Esa noche acampaban en una elevación donde había un caserío permanente de los Ivieth. Humildad corrió para ejercitar las piernas, y también danzó un poco. Ella era una bailarina, y la elasticidad de su cuerpo le proporcionaba un gran placer. Al notar que se alejaba mucho del camino de caravanas, un Ivieth gigantesco fue tras ella. El hombre actuaba con sus pasajeros como un pastor con su rebaño.
—No es seguro deambular por ahí —dijo con su voz atronadora, a modo de reproche.
—¡Mira! —Ella le enseñó un ramillete de flores azules cuyo ápice se tornaba violeta—. ¿Alguna vez has visto algo tan alegre? —Se quitó la capucha y se colocó unas flores en la cabeza, desafiando al gigante.
—No es seguro tocar aquello que no se conoce. —El Ivieth le revisó las polainas para asegurarse de que estaba lo bastante protegida para caminar por el desierto.
—¡Estas inocentes florecillas azules! —Humildad sonrió y se colgó del brazo de su protector. El codo del Ivieth le rozaba el hombro. Luego, exaltada por su extraordinario descubrimiento, permitió que la condujese de vuelta entre las malezas.
La flor azul contenía un veneno tan raro que ni siquiera estaba registrado en los libros. Después de secarse al sol y lixiviarse en alcohol, los pétalos despedían una esencia dulce, tan fuerte que unas pocas gotas bastaban para matar a un hombre. Aturdía como el whisky, provocando una sensación de calor y embotamiento agradable, y luego dejaba de latir el corazón. Deleite de la Asesina, fue el hombre con que ella bautizó a la flor.
Su propio nombre fue registrado como se-Tufi'87, pero era conocida como la se-Tufi que Camina con Humildad. Al igual que todas las Liethe, Humildad lucía cicatrices con la rúbrica de su linaje. El se-Tufi estaba marcado por siete nodulos que iban desde la base de cada ojo hasta la mandíbula, como una ristra de joyas, y un brazalete de nodulos se unía en la parte superior del brazo izquierdo. No estaba adornada con el símbolo de 87 porque cada Liethe de un linaje podía ser utilizada en forma intercambiable con sus hermanas. A diferencia de lo que ocurría con las mujeres normales, los cuerpos de las Liethe no lucían ningún otro corte con excepción de la rúbrica del linaje. Humildad también tenía un nombre secreto que, según era costumbre, había adoptado la noche en que sedujo a su primer sacerdote... un Saie de cabellos blancos que ahora estaba muerto. El nombre que guardaba en su pecho era Reina de la Vida antes de la Muerte, y así era como se consideraba a sí misma.
Después de prensar su preciosa flor, Humildad se situó frente a su espejo de bronce para retocarse el maquillaje.
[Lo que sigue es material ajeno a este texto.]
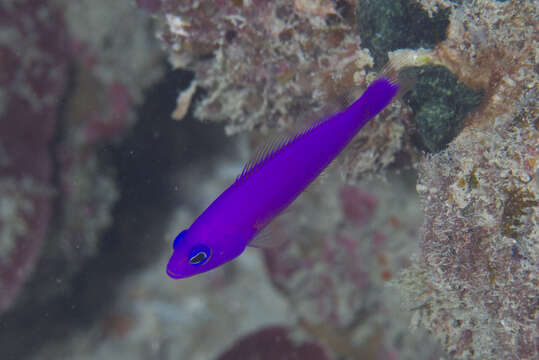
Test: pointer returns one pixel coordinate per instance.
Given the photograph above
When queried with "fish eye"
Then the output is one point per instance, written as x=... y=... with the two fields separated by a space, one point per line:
x=199 y=255
x=178 y=238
Con una gran habilidad artística, lograba ocultar el hecho de que prácticamente carecía de cicatrices. Estaba prohibido que una Liethe revelase el clan al que pertenecía durante un viaje. Apoyada contra la rueda de su carreta, se comió unas galletas con miel y una mezcla de granos hervidos, y luego fue a pasar el resto de la velada junto al fuego de los Ivieth para protegerse del frío.
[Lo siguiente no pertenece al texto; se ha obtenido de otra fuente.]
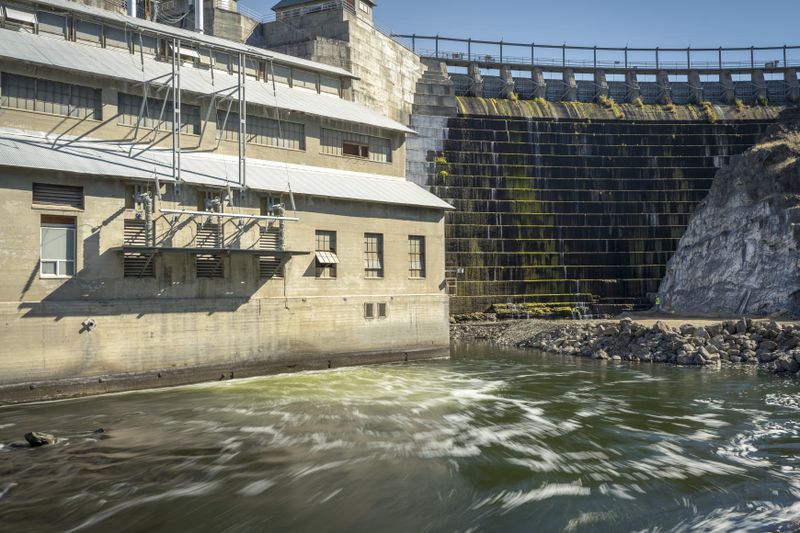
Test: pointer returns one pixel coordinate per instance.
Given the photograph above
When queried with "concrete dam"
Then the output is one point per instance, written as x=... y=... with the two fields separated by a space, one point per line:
x=556 y=215
x=572 y=195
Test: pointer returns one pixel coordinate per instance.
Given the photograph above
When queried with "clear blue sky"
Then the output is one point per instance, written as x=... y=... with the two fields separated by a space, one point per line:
x=642 y=23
A ella le encantaban las canciones Ivieth. Hacían revivir al músico que llevaba en su interior. ¡Cómo cantaban bajo la Luna Adusta! Humildad había vivido toda su vida en el otro extremo del planeta, y por lo tanto no imaginaba cómo era aquello de tener una luna en el cielo. Al igual que una galleta que se elevaba lentamente en el horno del cielo, la luna se posaba sobre el horizonte, cada día un poco más alto. Era fascinante.
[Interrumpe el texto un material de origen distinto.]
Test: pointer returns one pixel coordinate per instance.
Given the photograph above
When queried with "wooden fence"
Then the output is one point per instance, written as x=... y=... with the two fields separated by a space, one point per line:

Los gigantes reían tanto. Disfrutaban mucho con sus canciones. ¿Cómo resistir la tentación de coger un arpa pequeña y cantarles una de sus propias baladas? El Código de las Liethe no permitía que lo hiciese, puesto que la música Liethe era sólo para los sacerdotes. Pero la voz aguda y melodiosa de Humildad se elevó por encima de las llamas del fuego.